Kasus Ike Farida bermula dari konflik panjang dengan PT Elite Prima Hutama (EPH), pengembang apartemen Casa Grande Residence. Pada 2012, Ike membeli unit apartemen secara tunai, tapi pengembang menolak menandatangani Perjanjian Pengikatan Jual Beli (PPJB) dan Akta Jual Beli (AJB). Alasannya, hukum mensyaratkan adanya perjanjian perkawinan pisah harta bagi warga negara Indonesia (WNI) yang menikah dengan warga negara asing (WNA).
Dalam kasus Ike, ia menikah dengan pria WNA tanpa perjanjian pisah harta. Gugatan Ike terhadap PT EPH berakhir pahit. Pengadilan Negeri (PN) Jakarta Selatan, Pengadilan Tinggi (PT) DKI Jakarta, hingga Mahkamah Agung (MA) menolak tuntutannya, dengan alasan tidak ditemukan bukti wanprestasi dari pihak pengembang. Namun, Ike tidak menyerah. Ia mengajukan Peninjauan Kembali (PK) ke Mahkamah Agung dengan membawa bukti baru atau novum. Kali ini, MA memenangkan Ike, mengakui haknya atas unit apartemen tersebut.
Meski begitu, kemenangan tersebut berbuntut panjang. Ike dilaporkan oleh PT EPH atas dugaan memberikan sumpah dan keterangan palsu. Menurut Jaksa Penuntut Umum (JPU), Ike diduga mengetahui bahwa novum berupa surat Badan Pertanahan Nasional (BPN) Jakarta tertanggal 27 November 2015 telah digunakan dalam sidang di PN Jakarta Selatan tahun yang sama. Namun, surat tersebut kembali diajukan dalam permohonan PK. Jaksa menuduh Ike secara sadar membaca, menyetujui, dan memberikan paraf pada dokumen tersebut sebelum diajukan oleh kuasa hukumnya.

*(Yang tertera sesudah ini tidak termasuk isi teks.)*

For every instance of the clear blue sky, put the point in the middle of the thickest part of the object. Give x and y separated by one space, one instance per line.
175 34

Kasus ini menjadikan Ike sebagai terdakwa dengan tuntutan setahun setengah hukuman penjara. Di tengah proses hukum yang berjalan, Ike terus mempertahankan posisinya sebagai korban kriminalisasi oleh pengembang. “Saya hanya ingin memperjuangkan hak saya sebagai konsumen,” kata Ike.